Jamie was gone, Thea would die. Even Dinah—her fifth Dinah, after all—wouldn't live forever. And there Nell would be, alone. She'd have nothing again—just the relatives coming to see her once a year, at Thanksgiving. All that arguing. Teddy drunk, Lucy nursing her bad memories, Mark being alternately sarcastic and silent. And the kids—well, not really kids anymore. Not the sweet little people she used to cuddle. Heather primping in the bathroom, Margaret with her nose in a book, Peter such a smart alec—like that time he cursed Teddy, and Teddy didn't say a word, just poured himself another drink. Poor little Ann on tranquilizers and antidepressants, stuck away in those terrible schools, at the age of ten, eleven. Half the family vegetarians, refusing the turkey. Even poor old Mr. Fahey wouldn't make it to many more dinners. But Thea's empty place at the foot of the table would be the worst.

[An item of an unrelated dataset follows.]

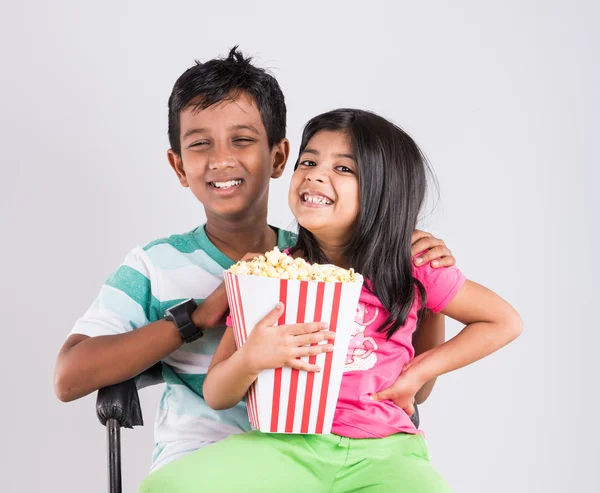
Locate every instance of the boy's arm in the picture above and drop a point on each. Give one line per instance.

Thea bustled around the kitchen. Dirty dishes in the dishwasher, leftover scones in a plastic bag, tea leaves into the compost. She hummed the Bach cantata as she worked; she had a rich, pretty voice, slightly off. Nell sat in her chair watching her. She remembered the first time Thea had come to her house, an afternoon in early spring. They had sat in the living room and drunk sherry. A spar of sunlight lay across Thea's chest. Nell had raised her hand, and the gray shadow of her finger in the sun touched Thea. A phantom touching her breast, stroking it. Thea had noticed nothing. Nell had trembled with desire and then, in shame, clenched her hands together in her lap. Then that night they had talked, she had confessed everything, and Thea had touched her in just that way, the way Nell's shadow had. But not a shadow. A flesh-and-blood woman. The love of her life.

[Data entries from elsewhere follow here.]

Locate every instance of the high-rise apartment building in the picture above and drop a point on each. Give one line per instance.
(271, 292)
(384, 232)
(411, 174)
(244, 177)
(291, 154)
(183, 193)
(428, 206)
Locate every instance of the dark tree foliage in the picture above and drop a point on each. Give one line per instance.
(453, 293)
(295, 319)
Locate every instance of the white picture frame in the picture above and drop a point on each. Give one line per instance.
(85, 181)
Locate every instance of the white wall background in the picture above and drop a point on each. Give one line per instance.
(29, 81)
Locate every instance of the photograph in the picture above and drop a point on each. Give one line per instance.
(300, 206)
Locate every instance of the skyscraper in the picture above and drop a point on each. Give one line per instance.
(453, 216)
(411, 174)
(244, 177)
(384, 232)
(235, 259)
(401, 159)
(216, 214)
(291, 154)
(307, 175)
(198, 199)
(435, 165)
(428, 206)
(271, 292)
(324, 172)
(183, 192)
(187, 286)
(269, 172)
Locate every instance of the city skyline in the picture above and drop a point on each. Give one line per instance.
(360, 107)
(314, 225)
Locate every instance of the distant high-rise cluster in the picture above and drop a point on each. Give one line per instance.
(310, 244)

She wanted to tell Thea she was scared. She knew she was like Jamie in some ways—she had the melancholy streak that all the Kerwins seemed to have, and she was, underneath it all, timid and afraid of change. Afraid also that if Thea lived with her, got to know her that extra, intimate bit more, she would stop loving her.

To get rid of her fears, she joked. “Can't you just see Jamie as the perfect English gentleman? He'll wear tweeds and pick up Sandra's accent and write indignant letters to the
London Times
about people letting their dogs foul the footpaths.”

“Poor Jamie,” Thea said. “He's going to be a respectable married man soon, Nell. You shouldn't make fun of him.”

“What nonsense,” Nell said. “God wouldn't have created people like Jamie if he didn't mean us to laugh at them.” And then, when they were going upstairs to get dressed, she caught Thea's arm and blurted it out. “You won't desert me, will you?”